Canoe construction begins with cutting, planing and shaping rough cedar boards into ribs and sheeting which will ultimately form the body or hull of the canoe. Long runs of hardwood, either white ash or cherry, are cut into inside gunwales. Shorter pieces of ash are bent into stems, the curved pieces which give shape to the canoe ends. Seats, decks and thwarts are also made from the shorter pieces of ash. We cut hides to make the long thin strips known as babiche (or rawhide) which are soaked and stretched and then woven in the seat frames.

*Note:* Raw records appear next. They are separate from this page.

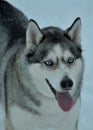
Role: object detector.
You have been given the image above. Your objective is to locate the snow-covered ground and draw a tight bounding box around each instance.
[1,0,93,130]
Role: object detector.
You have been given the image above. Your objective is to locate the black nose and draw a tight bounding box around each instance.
[60,77,73,90]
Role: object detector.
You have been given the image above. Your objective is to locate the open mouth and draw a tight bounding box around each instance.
[46,79,73,112]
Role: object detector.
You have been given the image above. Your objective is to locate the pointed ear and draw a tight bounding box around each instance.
[26,20,43,48]
[65,18,81,46]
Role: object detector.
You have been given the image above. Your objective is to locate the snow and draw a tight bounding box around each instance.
[1,0,93,130]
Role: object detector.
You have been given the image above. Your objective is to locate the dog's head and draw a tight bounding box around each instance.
[26,18,83,111]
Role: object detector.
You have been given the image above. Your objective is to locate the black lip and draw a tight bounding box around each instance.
[45,79,56,96]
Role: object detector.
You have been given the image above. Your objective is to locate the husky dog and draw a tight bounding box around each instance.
[0,0,84,130]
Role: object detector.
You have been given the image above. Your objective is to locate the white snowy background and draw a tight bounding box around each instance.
[2,0,93,130]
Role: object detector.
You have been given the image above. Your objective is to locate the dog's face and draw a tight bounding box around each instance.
[26,19,83,111]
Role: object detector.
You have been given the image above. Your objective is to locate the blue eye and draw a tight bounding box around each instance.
[67,57,75,64]
[44,60,53,67]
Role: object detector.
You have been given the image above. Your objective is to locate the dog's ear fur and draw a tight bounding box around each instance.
[26,20,43,48]
[65,18,81,46]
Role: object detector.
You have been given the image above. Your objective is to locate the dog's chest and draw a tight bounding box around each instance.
[10,98,80,130]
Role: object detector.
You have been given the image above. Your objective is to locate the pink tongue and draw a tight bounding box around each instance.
[56,92,73,111]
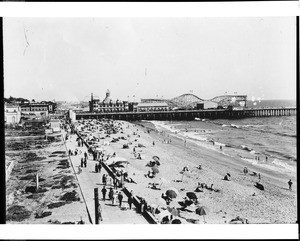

Actual construction of the hull takes place on a solid wooden form to which the inside gunwales and stems are fixed. Ribs are steamed and bent in place over sheet metal bands fixed to the form. Cedar sheeting or planking, the thin pieces running longitudinally, are attached to the ribs with brass tacks (approximately 2000 per canoe) which self clinch on the metal bands on the form.
The canoe is then removed from the form. The centre thwart and decks are installed, the ends are tacked together and the final rows of sheeting are completed.
The canoe is then covered in canvas and the canvas is filled with a waterproof and abrasion resistant compound. The filler cures for 3-4 weeks. Brass strips are then secured to the ends and outside gunwales are screwed on. Painting, varnishing and seat installation are the final steps.